28 Hours of No Fly Time?

Please register or login

Welcome to ScubaBoard, the world's largest scuba diving community. Registration is not required to read the forums, but we encourage you to join. Joining has its benefits and enables you to participate in the discussions.

Benefits of registering include

  • Ability to post and comment on topics and discussions.
  • A Free photo gallery to share your dive photos with the world.
  • You can make this box go away

Joining is quick and easy. Log in or Register now!

Suunto is known to use it's own propitiatory algorithm, which is also known to be extraordinarily conservative.
Is it now? Yes, it penalizes a bit extra you for blown safety stops and fast ascents. But try planning two consecutive NDL dives on the Suunto Dive Planner, the PADI RDP, USN tables and BSAC-88. I've done that, as well as on our national tables. Typical SI, about two hours.
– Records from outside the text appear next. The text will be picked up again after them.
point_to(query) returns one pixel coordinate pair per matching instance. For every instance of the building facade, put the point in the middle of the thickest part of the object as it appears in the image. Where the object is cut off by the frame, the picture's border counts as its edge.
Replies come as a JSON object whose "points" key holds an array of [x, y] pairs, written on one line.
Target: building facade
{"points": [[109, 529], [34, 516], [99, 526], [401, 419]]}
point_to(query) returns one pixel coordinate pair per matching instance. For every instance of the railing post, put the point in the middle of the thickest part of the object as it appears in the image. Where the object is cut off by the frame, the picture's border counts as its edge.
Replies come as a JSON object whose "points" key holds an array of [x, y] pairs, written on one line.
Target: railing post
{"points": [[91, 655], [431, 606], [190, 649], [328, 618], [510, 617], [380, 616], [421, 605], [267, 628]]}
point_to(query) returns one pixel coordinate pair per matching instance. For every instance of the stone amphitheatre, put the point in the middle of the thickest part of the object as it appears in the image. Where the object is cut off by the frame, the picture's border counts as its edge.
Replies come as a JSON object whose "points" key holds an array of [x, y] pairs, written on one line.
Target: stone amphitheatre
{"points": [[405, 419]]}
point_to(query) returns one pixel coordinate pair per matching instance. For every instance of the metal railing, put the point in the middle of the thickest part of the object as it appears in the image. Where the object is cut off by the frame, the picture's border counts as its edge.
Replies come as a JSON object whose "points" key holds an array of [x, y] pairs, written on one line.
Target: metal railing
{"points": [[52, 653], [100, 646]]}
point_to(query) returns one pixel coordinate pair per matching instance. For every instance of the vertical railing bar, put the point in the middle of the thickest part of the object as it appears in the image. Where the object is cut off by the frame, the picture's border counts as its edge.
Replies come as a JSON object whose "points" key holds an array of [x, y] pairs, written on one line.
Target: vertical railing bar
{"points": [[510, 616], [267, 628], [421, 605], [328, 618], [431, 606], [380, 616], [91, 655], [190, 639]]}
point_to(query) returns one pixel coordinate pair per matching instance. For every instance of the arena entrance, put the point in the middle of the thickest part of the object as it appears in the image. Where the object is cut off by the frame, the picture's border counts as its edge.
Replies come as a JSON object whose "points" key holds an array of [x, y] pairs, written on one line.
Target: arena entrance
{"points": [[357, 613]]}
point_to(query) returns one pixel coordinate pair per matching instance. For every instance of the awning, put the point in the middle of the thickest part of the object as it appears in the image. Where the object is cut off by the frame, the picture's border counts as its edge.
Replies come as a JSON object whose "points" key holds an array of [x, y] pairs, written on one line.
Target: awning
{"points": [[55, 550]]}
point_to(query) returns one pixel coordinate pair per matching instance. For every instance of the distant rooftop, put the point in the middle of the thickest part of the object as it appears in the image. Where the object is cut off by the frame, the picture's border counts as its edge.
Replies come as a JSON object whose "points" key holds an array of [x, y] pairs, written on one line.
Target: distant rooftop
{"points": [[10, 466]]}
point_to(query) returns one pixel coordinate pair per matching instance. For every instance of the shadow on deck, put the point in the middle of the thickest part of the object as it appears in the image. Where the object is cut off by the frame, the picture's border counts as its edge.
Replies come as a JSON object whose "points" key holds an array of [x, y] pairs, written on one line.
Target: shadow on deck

If you do that, you'll see that:
  • Suunto and PADI agree on NDL within a minute or two for the first dive, both for square profile dives and simple multilevel dives
  • Suunto and PADI agree on NDL within a minute or two for the second dive, at least for square profile dives.
  • USN (and, IIRC, BSAC-88) are more liberal than both the RDP and Suunto for dive number 1, but much more conservative for dive number two.
So that often perpetrated myth about Suunto's "excessive" conservatism is, for many types of diving, just that. A myth.
 
A common misunderstanding of what a theory is.
Not just common, but fundamentally wrong.

What computer actually measures deco stress? And how does it do it?
It doesn't. But that doesn't make the algorithm - nor the model the algorithm is built on - a "guess". A model is based on data and has a certain amount of predictive power. A theory - as in "scientific theory" - is a lot more than that. It's built on repeated experiments, it's a representation of the best of our knowledge, can basically explain what's happening in a coherent way and has a lot of predictive power. You know, like Newton's theory of gravity, Einstein's theory of relativity or Darwin's theory of evolution.

Pretty far from "a guess".
 
A model is based on data and has a certain amount of predictive power. A theory - as in "scientific theory" - is a lot more than that. It's built on repeated experiments, it's a representation of the best of our knowledge, can basically explain what's happening in a coherent way and has a lot of predictive power

So you are saying that computers that show a maximum 24 hr fly time are unsafe? Where is your data to support this? Answer, you don't have any.

Not just common, but fundamentally wrong.
It doesn't. But that doesn't make the algorithm - nor the model the algorithm is built on - a "guess". A model is based on data and has a certain amount of predictive power. A theory - as in "scientific theory" - is a lot more than that. It's built on repeated experiments, it's a representation of the best of our knowledge, can basically explain what's happening in a coherent way and has a lot of predictive power. You know, like Newton's theory of gravity, Einstein's theory of relativity or Darwin's theory of evolution.

Pretty far from "a guess".

Also, completely irrelevant when you are trying to claim that that 24 hours of fly time is unsafe. DAN and PADI both disagree. You are saying you know better than them, that's highly unlikely as well as completely ridiculous.
 
It’s a theory, aka a guess,
A common misunderstanding of what a theory is.

So it is a hypothesis!

Until I started using my Suunto Cobra (first and only computer) I didn't know how much I was doing wrong when diving without a computer. Although I know it has made me a safer diver - I just recently remarked to my buddy that I never hear my computer beeping or flashing numbers at me like it did the first couple of years I had it - there are times I question what it tells me to do based on previous dives with similar profiles.
 
What computer actually measures deco stress? And how does it do it?
See post #63.
 
So you are saying that computers that show a maximum 24 hr fly time are unsafe?
No. Are you strawmanning, or didn't you read my post?

you are trying to claim that that 24 hours of fly time is unsafe.
I'll type this very slowly: I. Did. Not.

So it is a hypothesis!
It's neither. It's an algorithm built on a model. Not as strong as a theory, but a heck of a lot better than a guess.
 
No. Are you strawmanning, or didn't you read my post?


I'll type this very slowly: I. Did. Not.

Are you straw manning my post? Or didn't you read my post? Here's a refresher.

Hard to argue that it would be unsafe when tons of other computers would say 24

So, perhaps you should stop taking it out of that context. The question is: Is 24 hr unsafe? The answer is, no it isn't. Unless of course you have some empirical data to back that up, which you don't. It is not a strawman of your post, it's simply a keeping of the original context.
 
Are you straw manning my post? Or didn't you read my post? Here's a refresher.
You argued against a claim that 24 hours was unsafe, and you attributed that claim to me. Arguing against a claim that hasn't been made - like you did, and I quoted - is a schoolbook example of the straw man fallacy.

The question is: Is 24 hr unsafe? The answer is, no it isn't.
No, the answer is, it depends, but most probably not for most of us. 48 hours is even less unsafe, but probably even less unsafe than most of us need for feeling comfortable.